L'Acadie des guerres coloniales
Au temps où Anglais et Français se disputaient l'Acadie, et plus précisément lors de l'année (1755) où le gouverneur anglais de Nouvelle-Ecosse, Charles Lawrence, entreprend de déporter les Acadiens (Français) vers la Nouvelle-Angleterre (ce qui constituera le Nord-Est des Etats-Unis), le navire qui porte Emie et pas mal de compagnons d'aventures se fracasse sur les rochers de la côte.
Ce sont des Anglais, mais pas tous d'accord entre eux. Pas mal d'éléments mystérieux apparaissent : le capitaine du bateau, Elgrave, est le vilain de service : cruel avec les prisonniers qu'il trimballe dans la cale (on n'en sait pas trop sur eux), il est l'ennemi déclaré de le belle Emie (charmant portrait planche 25) qui, elle, va tenter de rejoindre un village où se trouvent ses enfants, emmenés par leur père (militaire britannique). Mais voilà, les Anglais présents en Acadie tiennent à mettre la main sur Emie (on ne sait pas trop pourquoi), et l'intrigue, pour les naufragés, consiste à échapper aux mains d'Elgrave (qui les poursuit de son côté), des Anglais d'Acadie, et des Indiens (Iroquois, Delawares) soudoyés par les Anglais ou les Français pour leur apporter des prisonniers...

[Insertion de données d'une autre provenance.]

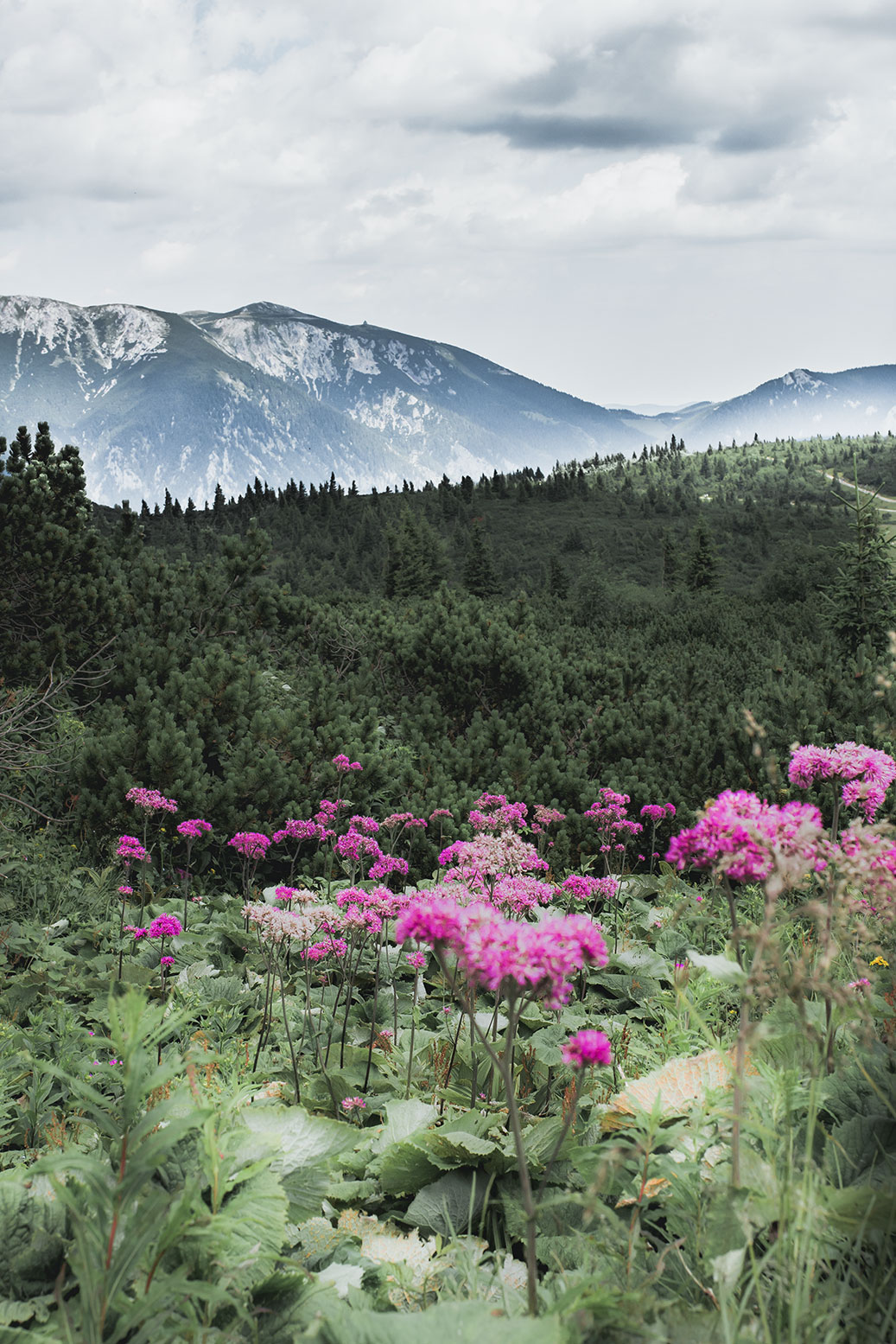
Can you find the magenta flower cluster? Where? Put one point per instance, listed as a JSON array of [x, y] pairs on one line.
[[251, 844], [614, 824], [585, 888], [747, 839], [297, 830], [150, 800], [864, 772], [544, 818], [166, 927], [503, 954], [194, 828], [130, 850], [588, 1048], [656, 812], [493, 812]]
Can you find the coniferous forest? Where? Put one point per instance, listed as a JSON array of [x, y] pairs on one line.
[[605, 625], [543, 985]]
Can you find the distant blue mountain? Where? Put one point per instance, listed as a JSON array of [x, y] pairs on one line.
[[184, 401]]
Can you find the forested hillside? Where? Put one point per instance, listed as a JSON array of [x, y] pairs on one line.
[[606, 625]]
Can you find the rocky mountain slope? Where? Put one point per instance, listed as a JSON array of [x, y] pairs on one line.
[[184, 401]]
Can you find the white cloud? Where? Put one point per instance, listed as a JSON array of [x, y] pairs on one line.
[[457, 169], [166, 257]]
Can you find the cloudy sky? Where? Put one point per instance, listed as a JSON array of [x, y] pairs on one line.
[[633, 201]]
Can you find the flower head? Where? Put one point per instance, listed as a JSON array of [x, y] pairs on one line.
[[748, 839], [194, 828], [166, 927], [150, 800], [251, 844], [864, 772], [130, 850], [586, 1048]]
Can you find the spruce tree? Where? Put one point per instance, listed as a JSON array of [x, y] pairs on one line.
[[702, 567], [480, 576], [860, 601]]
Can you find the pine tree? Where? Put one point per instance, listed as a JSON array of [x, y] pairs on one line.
[[480, 576], [702, 567], [55, 596], [860, 601]]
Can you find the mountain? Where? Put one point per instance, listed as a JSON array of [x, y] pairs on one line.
[[799, 404], [183, 401], [186, 401]]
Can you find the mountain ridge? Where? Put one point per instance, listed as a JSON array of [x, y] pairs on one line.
[[160, 401]]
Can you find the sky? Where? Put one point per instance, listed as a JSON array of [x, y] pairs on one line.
[[632, 201]]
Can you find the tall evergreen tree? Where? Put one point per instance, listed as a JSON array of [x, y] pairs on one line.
[[480, 576]]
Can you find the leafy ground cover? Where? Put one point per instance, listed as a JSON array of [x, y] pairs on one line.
[[651, 1099]]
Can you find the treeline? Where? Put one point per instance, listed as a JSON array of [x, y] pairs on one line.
[[542, 636]]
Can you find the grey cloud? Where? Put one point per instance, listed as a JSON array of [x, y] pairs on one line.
[[569, 132], [759, 135]]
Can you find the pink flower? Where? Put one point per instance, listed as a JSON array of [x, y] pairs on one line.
[[150, 800], [367, 825], [295, 830], [586, 1048], [327, 948], [344, 765], [612, 818], [251, 844], [747, 839], [385, 864], [435, 920], [130, 850], [194, 828], [867, 773], [493, 812], [166, 927], [658, 811], [583, 888], [492, 855]]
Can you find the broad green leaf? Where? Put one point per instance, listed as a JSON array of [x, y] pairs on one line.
[[341, 1277], [719, 968], [31, 1234], [402, 1120], [458, 1147], [404, 1169], [461, 1322], [241, 1244], [450, 1203], [726, 1269], [295, 1137]]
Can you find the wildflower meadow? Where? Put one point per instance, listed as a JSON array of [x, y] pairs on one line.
[[302, 1085]]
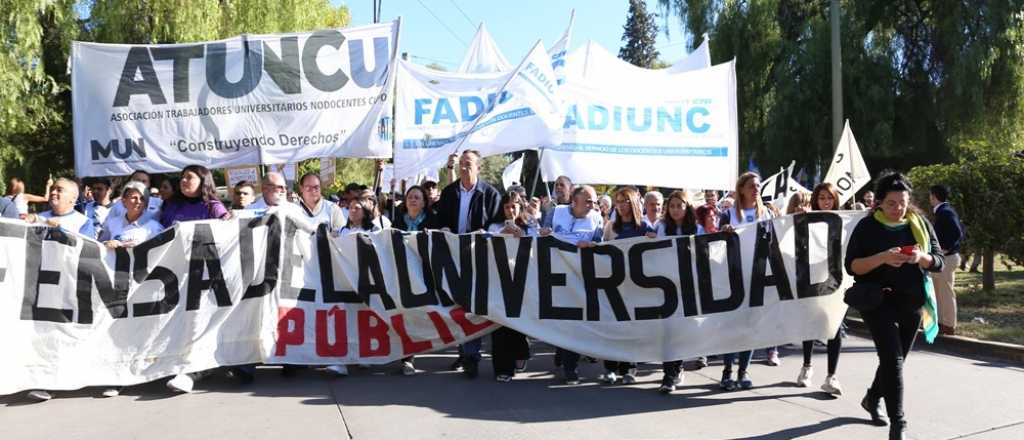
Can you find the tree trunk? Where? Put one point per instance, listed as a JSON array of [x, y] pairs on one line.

Emie a un sacré caractère; décidée, autoritaire, courageuse, bien foutue, elle emmène avec elle un groupe d'individus hauts en couleurs dans la nature acadienne, et les longues marches dans la forêt sont l'occasion pour le scénariste de nous dévoiler (parfois un peu rapidement) les rôles et fonctions des divers personnages dans l'intrigue. Vieux baroudeurs, prostituées, le beau médecin Tyron, Opkins, le "chaperon" de Emie - qui est mariée, ne l'oublions pas -, et puis des alliés de rencontre, comme le pittoresque Comte de Bercegol Dumoulin...

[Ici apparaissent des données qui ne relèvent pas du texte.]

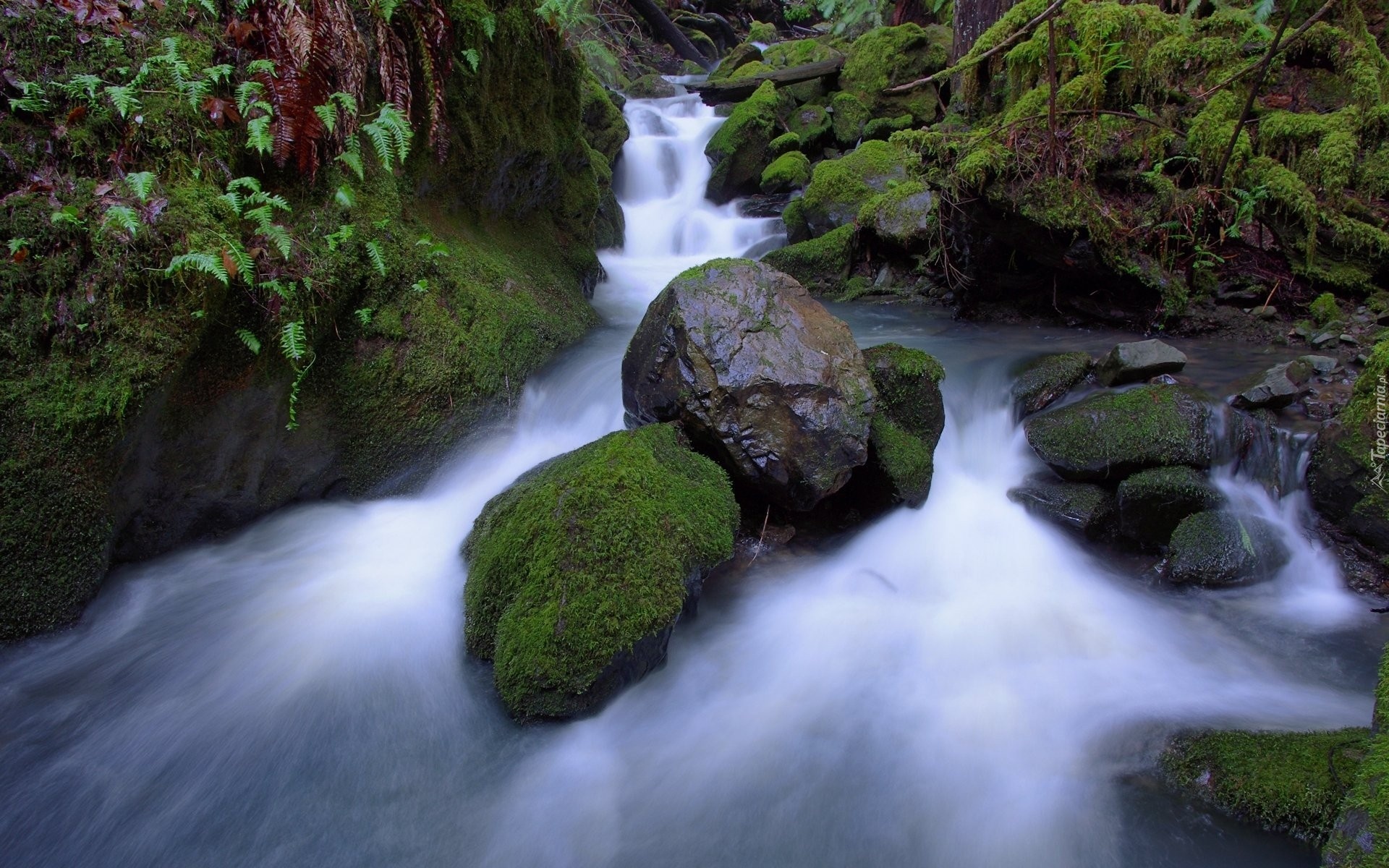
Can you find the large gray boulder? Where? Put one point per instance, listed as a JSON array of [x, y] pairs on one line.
[[1114, 434], [1215, 548], [762, 377], [1275, 388], [1134, 363]]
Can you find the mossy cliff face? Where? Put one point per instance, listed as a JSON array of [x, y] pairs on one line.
[[578, 571], [137, 416]]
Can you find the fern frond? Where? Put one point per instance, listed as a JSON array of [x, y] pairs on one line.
[[249, 339]]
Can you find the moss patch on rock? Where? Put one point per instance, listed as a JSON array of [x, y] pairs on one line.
[[738, 149], [588, 556], [820, 264], [1281, 782]]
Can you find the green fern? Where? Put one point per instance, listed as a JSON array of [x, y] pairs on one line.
[[249, 339], [378, 261], [205, 263], [140, 185], [391, 135], [292, 341]]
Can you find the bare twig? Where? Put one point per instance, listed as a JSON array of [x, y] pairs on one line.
[[1253, 93], [970, 61]]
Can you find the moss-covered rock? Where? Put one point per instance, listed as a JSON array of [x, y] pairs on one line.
[[1289, 782], [1215, 548], [1153, 502], [903, 217], [1079, 506], [885, 57], [812, 125], [738, 149], [820, 264], [1113, 434], [906, 424], [788, 173], [841, 188], [1348, 467], [1048, 378], [849, 117], [1360, 836], [578, 571]]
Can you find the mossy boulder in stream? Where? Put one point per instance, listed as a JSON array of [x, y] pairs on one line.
[[821, 264], [1046, 380], [841, 188], [1113, 434], [907, 422], [1153, 502], [885, 57], [1291, 782], [760, 375], [1215, 548], [738, 149], [578, 573], [1360, 836]]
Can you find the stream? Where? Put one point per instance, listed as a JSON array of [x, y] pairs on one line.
[[955, 686]]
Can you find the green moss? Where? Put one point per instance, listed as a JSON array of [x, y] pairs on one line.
[[820, 264], [738, 149], [1283, 782], [839, 188], [1114, 434], [849, 116], [587, 556], [786, 173], [1324, 309]]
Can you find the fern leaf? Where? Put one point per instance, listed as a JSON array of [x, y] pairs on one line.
[[249, 338], [292, 341]]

C'est la grande aventure bien classique style Canada pas trop frisquet : grandes forêts, grands lacs, cours d'eau musclés, canoës indiens, radeaux de fortune, trappeurs avec vêtements à franges, bicornes XVIIIe siècle, attaques d'Indiens, Anglais scalpés, forts en rondins, escopette à un coup... Tout cela est bien rythmé, mais finalement pas d'une folle originalité.
L'initiative la moins heureuse de ce récit d'aventures est le tronçonnage du flashback en de nombreuses planches dispersées tout au long de l'album : on y apprend comment les choses ont mal tourné entre Emie, Elgrave et ses prisonniers sur le navire anglais. Un tel saucissonnage est agaçant, coupe la lecture, et la livraison des informations qui y figurent n'a pas grand rapport direct avec le reste de l'action.
Le dessin, efficace, suit les tendances à l'oeuvre dans les sagas d'aventures de chez Glénat ou Soleil : dynamisme des gestes et des expressions, visages pouvant évoluer vers la caricature, cadrages intéressants.
Une bonne BD d'aventures, mais dont l'intérêt reste limité.